From an early age, I knew that I was attracted to both genders. For a long time, I didn’t talk about that. Before UVU, I attended another university where I experienced isolation and difficulty approaching my professors because of my sexual orientation. I felt like I was an outcast and that if people knew the real me, they wouldn’t have accepted me. I was a good student in high school, but college was much more difficult for me. Amid this disorienting chapter of my life, I had a traumatic experience where I was drugged and sexually assaulted. For a while, I internalized the trauma because I didn’t feel supported by the faculty and staff. I finally met with my academic advisor and broke down as I told her what had happened. She told me that she needed to report the incident. When I made the report, I felt like I was being vilified when I was the victim of a traumatic experience.
Following that experience, I attended the university for another two or three semesters and failed all of them. All that time, I continued to battle loneliness and isolation. I was not able to thrive or succeed because I was alone dealing with my issues. Because of my accomplishments in high school, I was on scholarship. So, I made one of the hardest decisions when I gave up my scholarship and dropped out of school. In doing so, I placed higher importance on my well-being than on financial aid and education.
After dropping out of school, I took a year off to decide what was best for my future. This was not the first time that I had taken a break from school. For me, school had been a series of ups, downs, roadblocks, and confusion. I had switched my major several times. In the beginning I wanted to be an artist, and there were a couple of programs that I didn’t get into after applying multiple times. After that, I did linguistics and spent two years in Japanese. I then switched to English, which I was studying when my time ended at the other university.

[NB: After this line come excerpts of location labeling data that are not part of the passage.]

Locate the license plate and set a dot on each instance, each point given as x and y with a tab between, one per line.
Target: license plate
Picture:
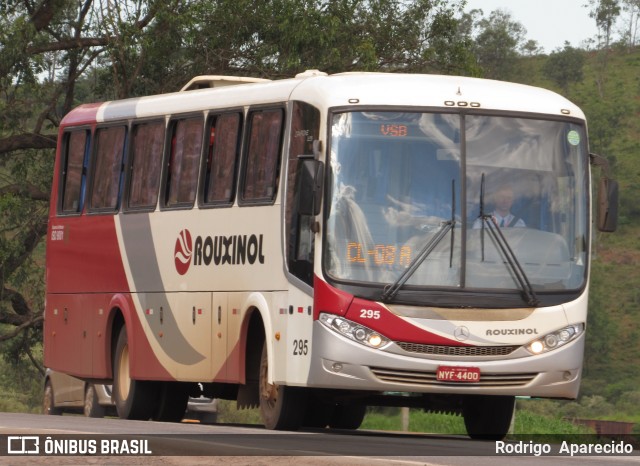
458	374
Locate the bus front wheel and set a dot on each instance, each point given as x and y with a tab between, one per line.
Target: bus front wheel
135	399
281	407
488	417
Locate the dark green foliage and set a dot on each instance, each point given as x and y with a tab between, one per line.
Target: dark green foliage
64	53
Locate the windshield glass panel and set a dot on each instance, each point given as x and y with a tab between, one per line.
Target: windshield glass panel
534	176
396	182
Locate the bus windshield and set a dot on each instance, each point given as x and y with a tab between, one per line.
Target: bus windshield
397	179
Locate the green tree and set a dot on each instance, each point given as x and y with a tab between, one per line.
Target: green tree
55	54
565	67
497	43
605	13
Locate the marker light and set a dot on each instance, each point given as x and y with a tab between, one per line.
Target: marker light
353	331
555	339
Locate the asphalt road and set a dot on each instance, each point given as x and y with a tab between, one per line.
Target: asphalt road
115	441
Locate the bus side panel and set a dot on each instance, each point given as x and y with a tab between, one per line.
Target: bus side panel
67	348
83	255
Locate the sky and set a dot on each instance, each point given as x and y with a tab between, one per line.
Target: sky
550	22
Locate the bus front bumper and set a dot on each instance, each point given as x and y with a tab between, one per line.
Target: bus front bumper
340	363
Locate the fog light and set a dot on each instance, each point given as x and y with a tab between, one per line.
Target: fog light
375	340
537	347
353	331
551	341
555	339
344	326
360	334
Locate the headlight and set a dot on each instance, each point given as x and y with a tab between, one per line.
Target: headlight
556	339
353	331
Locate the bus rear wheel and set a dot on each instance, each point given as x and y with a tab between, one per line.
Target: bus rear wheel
172	403
488	417
135	399
281	407
92	406
48	403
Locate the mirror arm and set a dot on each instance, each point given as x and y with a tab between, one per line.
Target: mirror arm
602	162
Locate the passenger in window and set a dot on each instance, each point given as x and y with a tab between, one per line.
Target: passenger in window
502	215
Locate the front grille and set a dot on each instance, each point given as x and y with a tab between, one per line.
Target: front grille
429	379
441	350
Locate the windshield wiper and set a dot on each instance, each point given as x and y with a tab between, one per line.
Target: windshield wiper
498	237
391	290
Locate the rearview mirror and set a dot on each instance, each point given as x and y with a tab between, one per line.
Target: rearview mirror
309	185
607	208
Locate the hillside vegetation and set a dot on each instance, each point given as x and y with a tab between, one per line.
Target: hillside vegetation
609	94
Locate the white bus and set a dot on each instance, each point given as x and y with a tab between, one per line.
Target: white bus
317	245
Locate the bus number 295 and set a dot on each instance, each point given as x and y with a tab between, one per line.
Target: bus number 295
300	347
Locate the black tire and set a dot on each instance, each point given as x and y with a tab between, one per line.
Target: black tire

It wasn’t until starting at UVU in January 2019 that I realized what interconnected all of what I had studied: communication. With art, it was visual communication and media and how that media shapes our perception. Linguistics was focused on intercultural communication, which is why I was interested in Japanese, my fifth language. Studying English was another way to improve my interpersonal communication. Outstanding professors helped me find my true passion and gave me a dedicated support system. I was in a dark place for a long time, and I feel UVU was where I could close that chapter of my life.

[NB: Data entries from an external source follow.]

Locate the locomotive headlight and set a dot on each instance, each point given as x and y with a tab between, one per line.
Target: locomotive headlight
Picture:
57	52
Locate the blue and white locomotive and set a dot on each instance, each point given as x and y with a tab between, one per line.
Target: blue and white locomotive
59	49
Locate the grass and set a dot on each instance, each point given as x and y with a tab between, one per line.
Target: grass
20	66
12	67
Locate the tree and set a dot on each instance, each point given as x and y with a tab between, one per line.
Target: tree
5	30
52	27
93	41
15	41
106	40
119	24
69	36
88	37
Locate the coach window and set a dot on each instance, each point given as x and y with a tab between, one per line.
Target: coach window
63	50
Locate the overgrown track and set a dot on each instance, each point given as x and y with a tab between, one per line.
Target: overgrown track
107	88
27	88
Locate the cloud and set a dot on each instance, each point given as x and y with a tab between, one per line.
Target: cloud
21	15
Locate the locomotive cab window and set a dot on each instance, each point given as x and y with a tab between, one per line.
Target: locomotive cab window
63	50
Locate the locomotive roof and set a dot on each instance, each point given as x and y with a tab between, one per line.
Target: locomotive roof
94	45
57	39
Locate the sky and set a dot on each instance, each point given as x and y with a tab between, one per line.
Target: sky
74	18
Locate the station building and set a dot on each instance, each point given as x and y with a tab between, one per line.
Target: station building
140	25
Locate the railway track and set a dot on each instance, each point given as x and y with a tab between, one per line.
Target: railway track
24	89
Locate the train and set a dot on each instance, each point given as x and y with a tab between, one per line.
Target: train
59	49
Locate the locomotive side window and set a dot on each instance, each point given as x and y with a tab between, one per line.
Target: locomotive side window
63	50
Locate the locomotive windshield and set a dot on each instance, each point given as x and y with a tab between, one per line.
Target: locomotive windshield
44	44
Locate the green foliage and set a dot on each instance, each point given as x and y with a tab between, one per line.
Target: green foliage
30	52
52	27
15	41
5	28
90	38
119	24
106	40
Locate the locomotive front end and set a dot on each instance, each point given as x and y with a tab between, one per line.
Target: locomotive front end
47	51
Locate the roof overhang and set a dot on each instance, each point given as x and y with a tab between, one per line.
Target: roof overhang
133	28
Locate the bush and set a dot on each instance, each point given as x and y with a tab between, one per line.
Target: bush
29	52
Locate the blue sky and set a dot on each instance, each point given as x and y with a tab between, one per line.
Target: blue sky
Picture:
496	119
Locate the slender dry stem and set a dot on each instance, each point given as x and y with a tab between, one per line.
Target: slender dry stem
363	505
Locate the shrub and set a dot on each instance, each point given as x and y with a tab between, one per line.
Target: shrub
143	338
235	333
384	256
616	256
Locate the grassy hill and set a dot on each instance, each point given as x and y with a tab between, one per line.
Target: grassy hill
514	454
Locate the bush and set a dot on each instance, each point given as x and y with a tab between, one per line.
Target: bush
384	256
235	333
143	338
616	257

One of the resources that helped me the most was UVU Spectrum. Even while I was attending the other university, I went to Spectrum meetings. They are very gracious with their resources and help LGBTQIA students who do not receive the help they need at their universities.
My professors and advisors helped me see that I had post-traumatic stress and had been carrying the weight of that stress for so long. They understood my needs and concerns and tried to relieve that pressure from me by offering me extensions on assignments if I needed them. I was fortunate to work closely with some of them on research projects. Most of the time, I was hanging by my professors’ coattails as they guided me through the process. They helped me recognize that everyone can do challenging things and that I needed to assess where I was skilled and train to perfect my abilities.
The inquisitive nature I had as a child grew with me into adulthood. I compiled my questions in a large journal and Google Doc, and my professors helped me answer some of those questions. I love how President Astrid S. Tuminez champions diversity of thought to let the university be a bastion for intellectual discussion. This culture allows people like me to find answers to their heartfelt questions.
Truthfully, I wanted to get through my studies as quickly as possible, walk away with a degree, and start working — but I ended up falling in love with my professors’ work and deepened my passion for education. I will graduate in spring 2020, and I am currently working toward graduate school. I want to get a master’s degree and a Ph.D. and teach at a university. I am also passionate about helping improve healthcare outcomes and access to resources for different marginalized groups. For me, UVU was a safe place where my creativity could flourish. It gave me a second chance at success and happiness.